THE Ministry of Manpower (MOM) is taking the unusual step of sending its middle managers back to the classroom, for specialised training in communication.
MOM is looking for trainers to tailor a course for its deputy and senior assistant directors on how to conduct effective conversations, a move prompted by the need to explain policies clearly and simply, and higher public expectations.
When contacted, MOM confirmed the course, but declined to elaborate. Its spokesman would only say: "Equipping our officers with effective communication and engagement skills is an integral part of MOM's training roadmap."
The ministry wants its staff to be able to coax "stakeholders to share facts, feelings, ideas and opinions candidly", and "to be able to spot warning signs when the conversation is going negative and to restore it back to a healthy dialogue".
Mr Zainudin Nordin, who chairs the Government Parliamentary Committee for Manpower, said the training can help MOM staff gather views before policies are made.
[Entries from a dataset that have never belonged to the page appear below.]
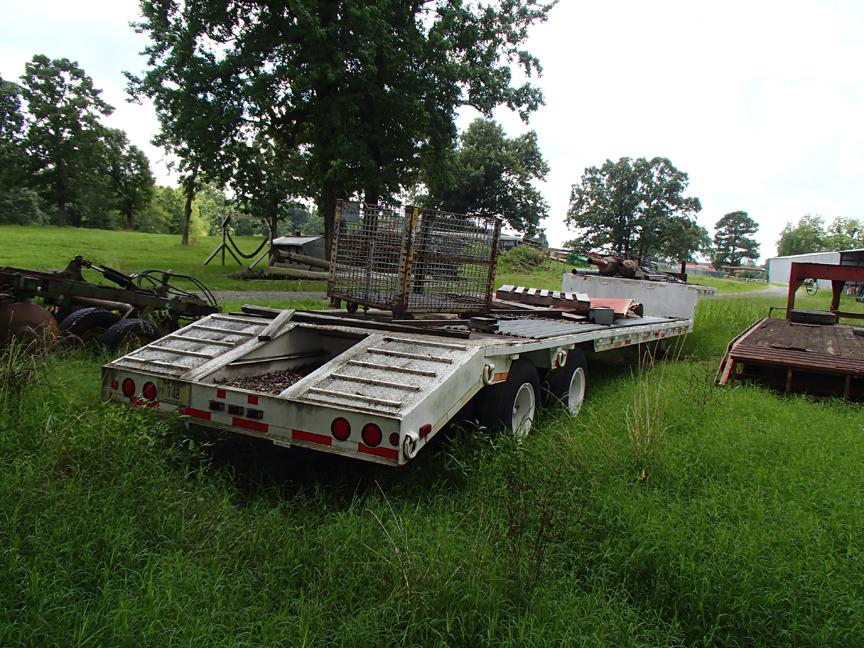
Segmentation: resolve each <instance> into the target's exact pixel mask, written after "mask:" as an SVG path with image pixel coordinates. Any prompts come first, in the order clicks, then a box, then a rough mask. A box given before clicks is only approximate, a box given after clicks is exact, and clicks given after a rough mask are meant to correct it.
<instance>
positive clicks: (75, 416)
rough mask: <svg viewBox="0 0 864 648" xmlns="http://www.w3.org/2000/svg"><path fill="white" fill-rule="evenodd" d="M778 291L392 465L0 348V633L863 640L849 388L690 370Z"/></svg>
mask: <svg viewBox="0 0 864 648" xmlns="http://www.w3.org/2000/svg"><path fill="white" fill-rule="evenodd" d="M820 296H821V295H817V298H818V297H820ZM782 301H783V300H782V299H781V300H780V302H781V303H782ZM776 303H777V300H773V299H766V298H737V299H724V300H706V301H703V302H701V303H700V304H699V312H698V318H697V324H696V327H697V328H696V332H695V333H694V334H692V335H691V336H689V338H688V339H687V340H685V341H684V343H683V345H681V346H679V347H678V348H677V349H675V350H674V351H673V353H672V356H673V358H672V359H671V360H670V361H669V362H667V363H663V364H660V365H658V366H657V367H656V368H654V369H650V368H647V367H646V368H644V369H643V370H642V371H639V370H638V367H637V368H627V367H622V366H616V365H608V364H598V363H594V364H592V365H591V366H590V375H591V385H590V391H589V395H588V400H587V401H586V404H585V406H584V407H583V410H582V412H581V413H580V415H579V417H578V418H576V419H572V418H571V417H569V416H568V415H566V414H564V413H561V412H556V413H547V414H546V415H544V417H543V419H542V421H541V424H540V425H539V427H538V429H536V430H535V431H534V432H533V433H532V435H531V436H530V437H529V439H528V440H527V441H526V442H525V443H524V444H522V445H521V446H520V445H517V444H515V443H514V442H512V440H509V439H508V438H506V437H502V436H492V437H490V436H488V435H486V434H484V433H482V432H481V431H476V430H466V431H463V432H458V431H451V432H450V433H449V434H447V435H445V436H442V437H441V438H440V439H439V440H438V441H437V442H436V443H435V444H433V447H432V448H430V449H429V450H427V451H425V452H424V453H423V454H421V455H420V457H418V459H417V460H416V461H415V462H413V463H412V464H411V465H409V466H408V467H406V468H403V469H399V470H394V469H386V468H383V467H377V466H373V465H368V464H363V463H357V462H352V461H349V460H340V459H336V458H332V457H328V456H325V455H321V454H316V453H311V452H303V451H298V450H296V449H295V450H285V449H280V448H274V447H273V446H270V445H267V444H264V445H250V444H246V443H241V442H238V441H226V440H221V441H220V440H216V439H214V438H213V437H211V436H209V435H202V434H191V435H190V434H188V433H186V432H185V431H184V430H183V429H182V428H181V427H180V426H179V425H177V424H175V423H173V422H171V421H163V420H157V419H155V418H154V417H152V416H150V415H148V413H147V412H141V411H130V410H127V409H124V408H121V407H117V406H108V405H104V404H102V403H100V402H99V398H98V389H99V366H100V362H102V361H104V360H106V359H105V358H94V357H92V356H89V355H86V354H81V353H76V354H71V355H61V354H55V355H53V356H52V357H51V358H50V359H48V360H47V361H45V362H42V361H38V360H34V361H33V362H32V364H31V367H32V373H30V374H27V375H24V374H23V373H22V372H21V371H17V372H12V373H11V377H10V372H9V366H10V364H9V362H8V360H7V362H6V363H3V364H0V367H2V369H0V376H6V377H7V378H5V379H0V519H2V524H0V547H2V552H0V564H2V566H3V572H4V578H3V579H2V581H0V645H3V646H17V645H22V646H24V645H28V646H31V645H32V646H50V645H56V646H84V645H105V646H113V645H153V646H162V645H172V646H202V645H207V646H238V645H245V646H321V645H339V646H376V647H377V646H385V645H390V646H409V645H410V646H453V645H457V646H500V645H513V646H547V645H560V646H572V645H604V646H667V645H681V646H690V645H706V646H707V645H723V646H754V645H755V646H760V645H761V646H776V645H782V646H844V647H845V646H853V645H858V644H860V642H861V637H862V636H864V535H862V534H861V529H862V527H864V499H862V497H861V493H862V487H864V483H862V477H861V465H862V462H864V444H862V443H861V438H862V433H864V423H862V420H864V419H862V416H861V414H862V410H861V406H860V405H852V404H847V403H843V402H839V401H830V400H829V401H813V400H810V399H807V398H803V397H792V398H786V397H782V396H778V395H774V394H771V393H768V392H766V391H763V390H761V389H759V388H756V387H750V386H743V385H736V386H734V387H730V388H723V389H721V388H717V387H714V386H713V384H712V379H713V376H714V371H715V370H716V367H717V364H718V361H719V355H720V354H721V353H722V350H723V349H724V348H725V345H726V343H727V342H728V340H729V339H730V338H731V337H732V336H733V335H735V334H736V333H738V332H739V331H740V330H741V329H742V328H743V327H745V326H747V325H749V324H750V323H752V322H753V321H754V320H755V319H757V318H758V317H761V316H763V315H764V314H765V313H766V312H767V308H768V306H769V305H773V304H776ZM3 380H5V383H4V382H3Z"/></svg>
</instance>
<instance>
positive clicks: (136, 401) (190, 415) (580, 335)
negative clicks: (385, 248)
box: [102, 309, 693, 466]
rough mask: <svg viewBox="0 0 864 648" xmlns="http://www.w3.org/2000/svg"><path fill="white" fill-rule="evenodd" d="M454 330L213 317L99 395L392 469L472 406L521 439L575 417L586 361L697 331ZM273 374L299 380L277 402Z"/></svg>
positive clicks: (109, 371)
mask: <svg viewBox="0 0 864 648" xmlns="http://www.w3.org/2000/svg"><path fill="white" fill-rule="evenodd" d="M262 315H263V316H262ZM454 324H455V326H454V327H448V328H449V329H450V330H451V331H452V329H453V328H455V329H458V330H460V331H461V333H460V334H459V335H457V336H456V337H454V336H453V335H447V334H444V333H445V331H447V330H448V329H441V331H440V332H436V331H435V330H434V329H430V330H429V331H428V332H427V331H424V330H422V329H419V327H409V326H398V325H395V324H392V325H388V323H387V322H381V321H375V320H371V319H364V318H363V317H361V316H353V317H351V316H344V315H335V314H329V315H328V314H321V313H316V312H314V311H313V312H300V311H298V312H296V313H295V312H294V311H281V312H279V311H272V312H267V309H250V312H243V313H236V314H213V315H210V316H208V317H205V318H203V319H201V320H199V321H197V322H194V323H192V324H190V325H188V326H186V327H184V328H182V329H180V330H178V331H176V332H175V333H172V334H170V335H168V336H166V337H164V338H162V339H160V340H158V341H156V342H154V343H151V344H148V345H146V346H144V347H142V348H140V349H137V350H136V351H133V352H132V353H129V354H128V355H125V356H123V357H121V358H118V359H117V360H115V361H113V362H111V363H109V364H107V365H105V367H104V368H103V382H102V393H103V397H104V398H105V399H106V400H110V401H114V402H118V403H124V404H127V405H130V406H135V407H143V408H147V409H150V410H152V411H154V412H158V413H159V414H164V415H175V416H179V417H180V418H181V419H182V420H184V421H186V422H187V424H196V425H198V426H202V427H205V428H212V429H215V430H223V431H229V432H234V433H238V434H244V435H251V436H255V437H260V438H263V439H269V440H271V441H272V442H273V443H275V444H278V445H282V446H300V447H305V448H312V449H315V450H320V451H323V452H330V453H334V454H339V455H344V456H349V457H354V458H357V459H362V460H365V461H373V462H378V463H383V464H388V465H393V466H396V465H403V464H405V463H407V462H408V461H410V460H411V459H413V458H414V457H415V456H416V455H417V453H418V452H420V450H422V449H423V448H424V447H425V446H426V445H427V444H428V443H429V441H430V439H432V437H434V436H435V435H436V434H437V433H438V432H439V431H441V429H443V428H444V427H445V426H446V425H447V423H448V422H449V421H450V420H451V419H453V417H454V416H455V415H456V414H457V413H458V412H459V411H460V410H461V409H462V408H463V406H465V405H466V404H467V403H468V402H469V401H471V399H474V398H476V399H478V410H477V411H478V414H479V415H478V418H479V420H480V421H481V423H483V424H484V425H488V426H492V427H503V428H508V429H510V430H512V431H513V432H515V433H517V434H525V433H527V432H528V431H529V430H530V428H531V426H532V425H533V424H534V421H535V420H536V416H537V411H538V409H539V408H540V407H541V405H543V404H545V403H548V402H549V400H550V399H551V398H559V399H561V400H563V401H564V402H565V404H566V405H567V407H569V409H570V411H571V412H573V413H574V414H575V413H577V412H578V410H579V407H580V406H581V403H582V399H583V397H584V394H585V384H586V377H587V374H586V372H587V366H586V362H585V355H584V353H585V351H588V350H591V351H607V350H610V349H615V348H620V347H625V346H633V345H639V344H644V343H651V342H656V341H658V340H663V339H666V338H671V337H675V336H680V335H683V334H685V333H687V332H689V331H691V330H692V327H693V321H692V319H688V318H675V317H627V318H622V319H618V320H616V321H615V322H613V323H612V324H595V323H592V322H590V321H589V320H588V319H586V318H578V319H570V318H561V317H559V318H550V317H547V316H544V314H543V313H538V314H536V315H535V314H531V313H526V314H524V315H517V316H512V317H509V318H506V319H500V320H499V321H498V326H497V330H491V331H485V332H484V331H478V330H470V328H469V326H468V325H467V324H465V323H464V322H460V321H459V320H454ZM279 372H288V373H289V374H290V373H291V372H295V373H297V374H305V375H303V376H302V377H300V376H299V375H298V376H295V377H298V378H299V380H297V381H296V382H293V384H289V385H287V386H285V387H284V389H283V388H282V387H281V386H277V388H276V389H275V390H274V389H273V388H272V387H271V386H268V385H266V384H264V385H263V387H262V383H266V381H267V379H268V378H267V377H268V376H273V375H277V374H278V373H279ZM250 384H251V385H255V387H253V388H248V385H250ZM243 385H246V386H243Z"/></svg>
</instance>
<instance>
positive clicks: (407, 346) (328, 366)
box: [282, 335, 482, 416]
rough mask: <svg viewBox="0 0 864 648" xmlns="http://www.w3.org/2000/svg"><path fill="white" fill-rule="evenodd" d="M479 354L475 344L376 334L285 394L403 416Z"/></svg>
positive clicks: (381, 413)
mask: <svg viewBox="0 0 864 648" xmlns="http://www.w3.org/2000/svg"><path fill="white" fill-rule="evenodd" d="M478 354H480V356H482V348H481V347H479V346H474V345H465V344H454V343H450V342H438V341H432V340H421V339H415V338H400V337H389V336H383V335H371V336H369V337H368V338H366V339H365V340H364V341H363V342H361V343H359V344H357V345H355V346H354V347H352V348H351V349H349V350H348V351H346V352H345V353H343V354H342V355H340V356H339V357H337V358H335V359H334V360H333V361H332V362H331V363H329V364H328V365H326V367H323V368H322V369H323V370H324V372H323V374H319V373H318V372H316V374H313V375H310V376H309V377H308V378H306V379H304V380H302V381H301V382H299V383H297V384H296V385H293V386H292V387H289V388H288V389H287V390H286V391H285V392H283V393H282V396H284V397H287V398H290V399H292V400H297V401H305V402H308V403H312V404H316V405H331V406H335V407H350V408H351V409H358V410H363V411H367V412H374V413H377V414H384V415H389V416H401V415H403V414H404V413H405V412H407V411H408V410H410V409H412V408H413V407H414V406H415V405H416V404H417V403H419V402H420V401H421V400H423V399H424V398H426V397H427V396H428V395H429V394H430V393H431V392H433V391H435V390H437V389H439V388H440V387H441V386H442V385H444V383H446V382H447V381H448V380H449V379H450V378H452V377H453V376H454V375H456V374H457V373H458V372H459V371H460V369H462V368H464V367H466V365H467V364H468V363H469V361H470V360H471V359H473V358H474V357H475V356H478Z"/></svg>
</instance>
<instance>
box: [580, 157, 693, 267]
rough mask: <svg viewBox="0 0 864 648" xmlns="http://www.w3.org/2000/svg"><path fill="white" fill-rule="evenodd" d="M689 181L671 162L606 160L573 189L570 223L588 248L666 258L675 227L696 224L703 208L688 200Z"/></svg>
mask: <svg viewBox="0 0 864 648" xmlns="http://www.w3.org/2000/svg"><path fill="white" fill-rule="evenodd" d="M688 183H689V178H688V176H687V174H686V173H684V172H683V171H679V170H678V169H676V168H675V166H674V165H673V164H672V163H671V162H670V161H669V160H667V159H666V158H660V157H655V158H652V159H651V160H647V159H645V158H638V159H636V160H631V159H630V158H626V157H625V158H621V159H620V160H618V161H617V162H613V161H612V160H606V162H605V163H604V164H603V166H601V167H599V168H598V167H589V168H588V169H585V173H584V174H583V175H582V179H581V180H580V182H579V183H578V184H575V185H573V187H572V189H571V193H570V208H569V210H568V212H567V224H568V225H570V226H571V227H573V228H575V229H576V230H577V231H578V233H579V235H580V236H579V240H580V243H581V247H582V248H583V249H587V250H590V249H602V250H605V251H609V252H613V253H616V254H620V255H622V256H624V257H628V258H629V257H636V258H640V259H641V258H646V257H648V256H651V255H654V254H663V253H664V252H665V249H666V248H667V247H668V245H669V239H670V237H671V235H672V233H673V229H672V228H671V225H672V224H673V223H675V222H676V221H679V220H680V221H682V222H681V227H682V228H683V227H684V226H685V225H686V224H688V223H693V216H694V215H695V214H696V213H697V212H698V211H699V210H700V209H701V208H702V206H701V204H700V202H699V199H698V198H693V197H687V196H685V192H686V191H687V185H688Z"/></svg>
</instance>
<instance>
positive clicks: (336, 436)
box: [330, 416, 351, 441]
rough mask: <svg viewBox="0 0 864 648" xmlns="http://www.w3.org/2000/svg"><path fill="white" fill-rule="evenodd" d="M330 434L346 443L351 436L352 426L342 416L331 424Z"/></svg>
mask: <svg viewBox="0 0 864 648" xmlns="http://www.w3.org/2000/svg"><path fill="white" fill-rule="evenodd" d="M330 432H331V434H332V435H333V436H334V437H335V438H336V439H338V440H339V441H345V439H347V438H348V437H349V436H351V424H350V423H349V422H348V421H347V420H346V419H344V418H342V417H341V416H340V417H339V418H338V419H333V422H332V423H331V424H330Z"/></svg>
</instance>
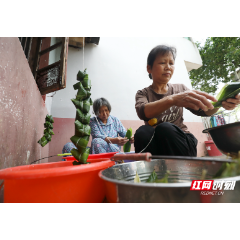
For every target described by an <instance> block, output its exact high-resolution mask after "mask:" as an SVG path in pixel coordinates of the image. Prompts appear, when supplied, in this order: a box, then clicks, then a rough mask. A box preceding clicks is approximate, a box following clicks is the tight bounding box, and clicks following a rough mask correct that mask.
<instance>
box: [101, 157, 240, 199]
mask: <svg viewBox="0 0 240 240" xmlns="http://www.w3.org/2000/svg"><path fill="white" fill-rule="evenodd" d="M221 165H222V163H221V162H212V161H196V160H194V158H193V160H177V159H158V160H154V159H153V160H152V161H151V162H146V161H139V162H132V163H124V164H120V165H115V166H113V167H111V168H108V169H106V170H103V171H101V172H100V173H99V176H100V177H101V178H102V179H103V180H104V182H105V186H106V197H107V201H108V202H110V203H111V202H113V203H116V202H118V203H200V202H214V203H215V202H219V203H220V202H240V176H238V177H234V178H227V179H221V180H235V181H236V185H235V190H233V191H231V190H226V191H224V194H223V195H222V196H218V195H217V196H203V195H202V196H200V191H190V186H191V182H192V180H198V179H201V175H202V170H203V169H206V170H207V176H206V178H208V179H211V178H212V177H213V176H214V175H215V174H216V172H217V171H218V169H219V168H220V167H221ZM154 169H155V172H156V173H157V175H158V178H162V177H163V176H164V174H165V173H166V171H167V170H169V171H170V175H169V183H144V181H146V180H147V178H148V177H149V175H150V174H151V173H152V172H153V170H154ZM136 171H137V173H138V175H139V177H140V179H141V182H142V183H134V182H133V180H134V177H135V175H136Z"/></svg>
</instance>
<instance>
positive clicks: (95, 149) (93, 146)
mask: <svg viewBox="0 0 240 240" xmlns="http://www.w3.org/2000/svg"><path fill="white" fill-rule="evenodd" d="M114 146H115V147H116V148H117V149H119V147H118V145H116V144H114ZM115 147H113V146H112V144H109V143H107V142H106V141H104V140H103V139H102V138H94V139H93V140H92V143H91V152H92V154H98V153H107V152H117V149H116V148H115Z"/></svg>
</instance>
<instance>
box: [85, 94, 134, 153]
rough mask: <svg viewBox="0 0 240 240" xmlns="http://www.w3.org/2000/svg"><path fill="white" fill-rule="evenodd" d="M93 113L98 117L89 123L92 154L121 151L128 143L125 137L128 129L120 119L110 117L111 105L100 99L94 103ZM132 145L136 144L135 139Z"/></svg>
mask: <svg viewBox="0 0 240 240" xmlns="http://www.w3.org/2000/svg"><path fill="white" fill-rule="evenodd" d="M93 111H94V113H95V115H96V116H97V117H92V118H91V119H90V123H89V125H90V127H91V135H92V143H91V153H92V154H98V153H107V152H119V151H121V146H123V145H124V144H125V143H126V142H127V141H128V139H127V138H126V137H125V135H126V129H125V128H124V126H123V125H122V123H121V122H120V120H119V119H118V118H116V117H114V116H112V115H110V112H111V105H110V103H109V102H108V101H107V99H105V98H98V99H96V100H95V101H94V102H93ZM109 140H110V141H111V143H112V144H111V143H110V141H109ZM130 143H134V138H133V137H132V139H131V140H130Z"/></svg>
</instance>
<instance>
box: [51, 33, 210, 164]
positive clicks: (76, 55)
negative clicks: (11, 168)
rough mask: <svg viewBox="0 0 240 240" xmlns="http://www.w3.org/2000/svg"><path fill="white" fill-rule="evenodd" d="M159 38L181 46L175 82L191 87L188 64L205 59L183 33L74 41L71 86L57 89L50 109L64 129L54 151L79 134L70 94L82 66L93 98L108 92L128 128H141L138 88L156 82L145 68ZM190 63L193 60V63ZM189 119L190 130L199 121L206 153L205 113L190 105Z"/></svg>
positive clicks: (188, 67) (187, 115) (196, 62)
mask: <svg viewBox="0 0 240 240" xmlns="http://www.w3.org/2000/svg"><path fill="white" fill-rule="evenodd" d="M159 44H167V45H170V46H174V47H176V48H177V51H178V52H177V58H176V68H175V73H174V75H173V77H172V79H171V83H183V84H185V85H186V86H187V87H188V88H190V89H192V86H191V81H190V79H189V77H188V70H189V68H190V67H192V66H194V67H195V68H198V67H200V66H201V65H202V60H201V57H200V55H199V52H198V50H197V48H196V46H195V45H194V43H193V42H191V41H189V40H187V39H185V38H183V37H173V38H169V37H117V38H116V37H113V38H112V37H101V38H100V42H99V45H94V44H87V45H86V46H85V48H84V51H83V50H78V49H75V48H71V47H69V50H68V70H67V87H66V88H65V89H63V90H61V91H57V92H56V95H55V96H54V97H53V102H52V109H51V112H52V115H53V117H54V119H55V121H56V124H55V125H54V129H57V132H58V130H59V135H55V136H54V138H53V140H52V142H51V144H50V153H49V154H50V155H54V154H56V153H59V152H61V150H62V147H63V145H64V144H65V143H66V142H70V137H71V136H72V135H73V134H74V118H75V116H76V108H75V106H74V105H73V104H72V102H71V98H74V97H75V94H76V93H77V91H76V90H74V89H73V85H74V84H75V83H77V81H76V75H77V72H78V71H79V70H84V68H87V73H88V74H89V78H90V79H91V80H92V90H91V93H92V95H91V97H92V100H93V101H94V100H95V99H96V98H99V97H105V98H107V99H108V100H109V102H110V103H111V105H112V112H111V114H112V115H114V116H116V117H118V118H119V119H120V120H121V121H122V123H123V124H124V126H125V127H126V128H128V127H130V126H131V127H132V128H133V129H135V130H136V129H137V128H138V127H139V126H141V125H142V124H143V121H141V120H139V118H138V116H137V114H136V110H135V94H136V92H137V91H138V90H139V89H143V88H144V87H147V86H149V85H151V84H152V80H150V79H149V77H148V72H147V70H146V65H147V56H148V54H149V52H150V51H151V49H152V48H153V47H155V46H156V45H159ZM188 63H191V64H192V65H191V66H189V64H188ZM90 111H91V112H92V108H91V110H90ZM92 116H93V114H92ZM184 119H185V124H186V125H187V126H191V127H190V128H189V130H190V131H192V130H196V128H195V127H192V123H196V124H197V125H196V126H197V131H194V133H195V136H196V137H197V138H198V139H200V140H201V141H199V142H200V144H199V146H198V156H202V155H204V148H205V146H204V143H203V140H204V139H205V140H207V137H205V136H202V133H201V131H202V129H203V125H202V121H201V118H200V117H198V116H195V115H193V114H192V113H191V112H190V111H188V110H186V109H185V110H184ZM191 129H192V130H191ZM54 132H55V131H54ZM192 133H193V132H192ZM56 159H57V158H51V159H49V160H52V161H56Z"/></svg>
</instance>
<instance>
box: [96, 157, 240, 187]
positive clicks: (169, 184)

"It also helps policy implementation when these MOM officers explain policies to those who are affected," he added.
Singapore Human Resources Institute president Erman Tan noted that some civil servants can be bureaucratic when they deal with external parties.
"They may not even be aware (that they are bureaucratic) and the training can help them be more self-aware of the impression they give others," said Mr Tan.
And Mr David Leong, managing director of recruitment firm PeopleWorldwide Consulting, said the move signals a shift towards an emphasis on softer, personal skills which are needed for civil servants to engage the public.
The ministry started looking for trainers earlier this month.
The Straits Times saw a letter to interested firms in which the ministry said: "Given the current socio-political reality, there are rapidly growing expectations (for the ministry) to engage stakeholders in effective dialogues to seek inputs and buy-in for various policies and initiatives."
The training will help give middle managers the confidence to start and manage difficult conversations with both internal and external parties, the ministry added.
The training will include classroom lessons on conversational techniques as well as "scenario- based exercises" where the MOM officials practise what they learn.
Each session lasts two days, and the ministry is likely to send between 15 and 25 middle managers to the first class next month.
While the programme is a good start, Mr Leong suggested that it be widened to cover staff members at lower levels.
"It can also include front-line staff because they are the ones who come into most contact with companies and members of the public," he said.
Three months ago, MOM started training for some of its officers to help them communicate better with foreign workers.